The outlines of Orwell’s anti-Stalinist fable are faithfully reassembled in Jon Tracy’s rap-inspired adaptation (titled The Farm here) under Michael Torres and Elena Wright’s direction with choreography by Liz Tenuto. We follow the rise and triumph of an animal insurrection led by the wily and savage pig Napoleon, a cadre of intellectually savvy fellow swine, and a host of lesser farm animals. As with most revolutions, what happens after is of greater concern than the victories that propel it to power.

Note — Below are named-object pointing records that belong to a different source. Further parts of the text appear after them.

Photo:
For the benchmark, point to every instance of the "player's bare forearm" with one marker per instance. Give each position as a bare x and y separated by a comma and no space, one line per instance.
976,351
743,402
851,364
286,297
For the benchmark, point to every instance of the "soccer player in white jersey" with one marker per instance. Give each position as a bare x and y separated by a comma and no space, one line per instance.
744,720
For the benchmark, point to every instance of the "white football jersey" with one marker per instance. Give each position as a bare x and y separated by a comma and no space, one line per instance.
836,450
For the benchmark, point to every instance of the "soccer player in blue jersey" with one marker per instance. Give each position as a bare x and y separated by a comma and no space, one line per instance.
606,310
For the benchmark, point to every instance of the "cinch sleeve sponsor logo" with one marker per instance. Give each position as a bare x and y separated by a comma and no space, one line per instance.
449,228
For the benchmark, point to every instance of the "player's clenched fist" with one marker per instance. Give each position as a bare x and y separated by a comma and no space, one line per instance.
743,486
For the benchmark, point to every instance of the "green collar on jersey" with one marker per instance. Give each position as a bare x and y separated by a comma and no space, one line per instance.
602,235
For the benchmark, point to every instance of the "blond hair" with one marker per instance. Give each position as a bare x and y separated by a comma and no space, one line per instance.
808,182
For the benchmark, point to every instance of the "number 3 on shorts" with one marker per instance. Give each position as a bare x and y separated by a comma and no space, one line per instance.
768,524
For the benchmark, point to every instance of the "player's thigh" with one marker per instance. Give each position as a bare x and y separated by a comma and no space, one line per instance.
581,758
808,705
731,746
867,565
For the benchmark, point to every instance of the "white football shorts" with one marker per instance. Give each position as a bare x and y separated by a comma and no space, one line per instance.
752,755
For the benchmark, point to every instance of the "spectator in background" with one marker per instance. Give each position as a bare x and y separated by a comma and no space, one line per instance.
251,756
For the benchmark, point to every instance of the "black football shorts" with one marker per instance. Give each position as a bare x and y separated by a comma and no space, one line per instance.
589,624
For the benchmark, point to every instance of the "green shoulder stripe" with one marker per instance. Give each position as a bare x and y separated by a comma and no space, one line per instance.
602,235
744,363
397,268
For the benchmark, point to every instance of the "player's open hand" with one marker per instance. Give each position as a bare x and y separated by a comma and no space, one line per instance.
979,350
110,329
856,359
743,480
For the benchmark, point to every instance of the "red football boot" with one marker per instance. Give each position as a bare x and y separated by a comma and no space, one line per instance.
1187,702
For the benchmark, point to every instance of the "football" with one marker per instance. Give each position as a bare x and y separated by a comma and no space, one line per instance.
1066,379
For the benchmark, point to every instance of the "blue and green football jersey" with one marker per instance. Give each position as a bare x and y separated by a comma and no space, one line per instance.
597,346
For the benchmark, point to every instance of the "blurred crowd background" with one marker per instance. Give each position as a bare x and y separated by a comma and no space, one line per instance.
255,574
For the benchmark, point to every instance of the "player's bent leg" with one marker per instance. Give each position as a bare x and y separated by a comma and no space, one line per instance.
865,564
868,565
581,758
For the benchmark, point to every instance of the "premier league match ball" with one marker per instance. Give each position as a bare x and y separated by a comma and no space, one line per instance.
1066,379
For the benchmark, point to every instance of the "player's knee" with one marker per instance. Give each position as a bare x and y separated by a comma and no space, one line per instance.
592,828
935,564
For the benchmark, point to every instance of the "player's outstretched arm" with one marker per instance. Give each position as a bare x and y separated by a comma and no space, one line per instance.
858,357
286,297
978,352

In many ways, the successes and failures of The Farm point to larger issues of how artists imagine the political. You can’t fault the production’s design, acting, direction and writing for energy and engagement. What is missing, though, is focus, trust, and the ability to present a vision of the world that allows an audience to approach it on their owns terms and reach their own conclusions.
This is a production anxious to let us know that something important is taking place. To say that the pitch is high would be an understatement: the performers rap-sing, stomp, and pound their way through a story that would have benefited from a good deal more subtlety and careful development. Bertolt Brecht’s musicals are a clear model: Brecht never let the music overwhelm his jaundiced and sharp tales of systemic injustice. In works like The Threepenny Opera and The Rise and Fall of the City of Mahagonny, we never lose the story and are always in a state of acute awareness.
Here, sensation rules, especially in the first act. Rap has become a kind of shorthand for revolutionary fervor, and seeing the cast of thirteen belt out Tracy’s verse to a pounding kettledrum seems enlivening and in line with a call to political consciousness. Unfortunately, much of it comes off as white noise.

The energy is astounding. But scene after scene of frenzied activity diminishes its impact. You start to feel as if you can anticipate not so much the story, but the method — pounding drums, gospel-tinged oohs, and group stomping. It’s not a particularly rich artistic palette and seems more focused on gaining audience approval than in investigating a political condition.